Sunday, September 10, 2017

Back-track

The aurora borealis, seen from the Peildeck of Polarstern
Since I last wrote, several things have happened:

1) I stayed up with the rest of the scientists our last night at sea, watching the aurora borealis from the Peildeck.

2) The ship arrived in Tromsø, and I hugged my dear German colleagues goodbye.

3) I treated myself to my post-cruise ritual of a long walk, a long shower, and a salad.

4) I went back to my blog posts from sea and added photos (check them out if you haven't!).

5) I flew back up north to Longyearbyen, Svalbard!

Now, you were probably expecting me to head south, not north, but I insist the back-track was for a reason. Do you remember the larval traps I spent so much time building in March? If you remember, I shipped them to my German colleagues in preparation for a cruise - the very cruise that just happened. The samplers I built in March are now underwater on moorings in the Fram Strait, and I'll pick them up next year.

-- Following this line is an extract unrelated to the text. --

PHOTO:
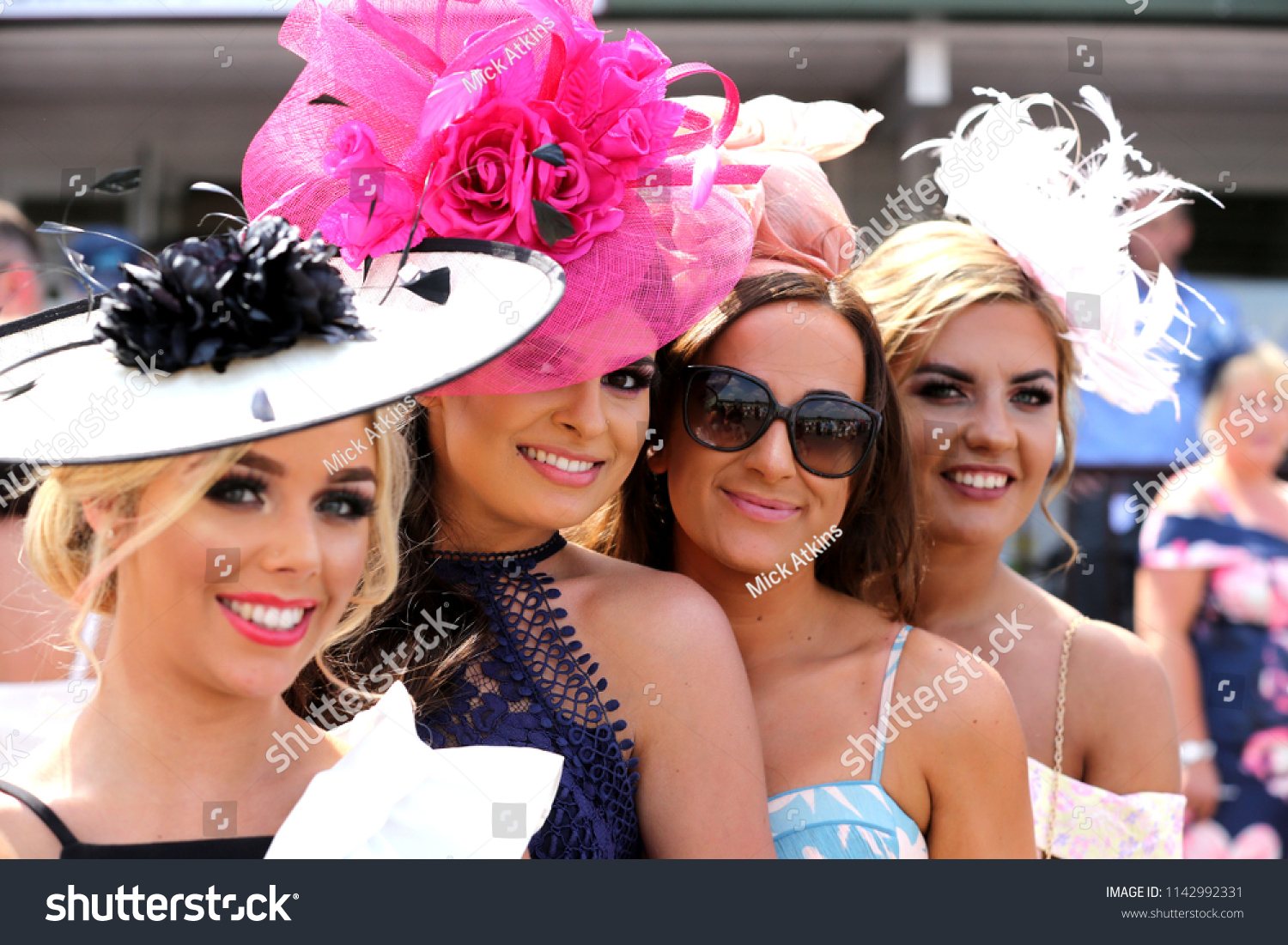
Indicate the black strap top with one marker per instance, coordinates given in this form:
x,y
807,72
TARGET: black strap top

What I didn't tell you before is that I also made an agreement with Norwegian scientists to deploy larval traps on their moorings. The Norwegian Polar Institute maintains a series of oceanographic moorings north of Svalbard, and thanks to a particularly collaborative colleague, my samplers will be deployed there as well. It worked out perfectly that the Norwegian cruise is starting this week, right after I finished on Polarstern, so I was already in the area. I came up to Longyearbyen to prepare my samplers, load them onto the Norwegian ship, and meet with my colleagues before they set sail.

I'm glad to be back up north in Svalbard and looking forward to the next portion of my Arctic adventure!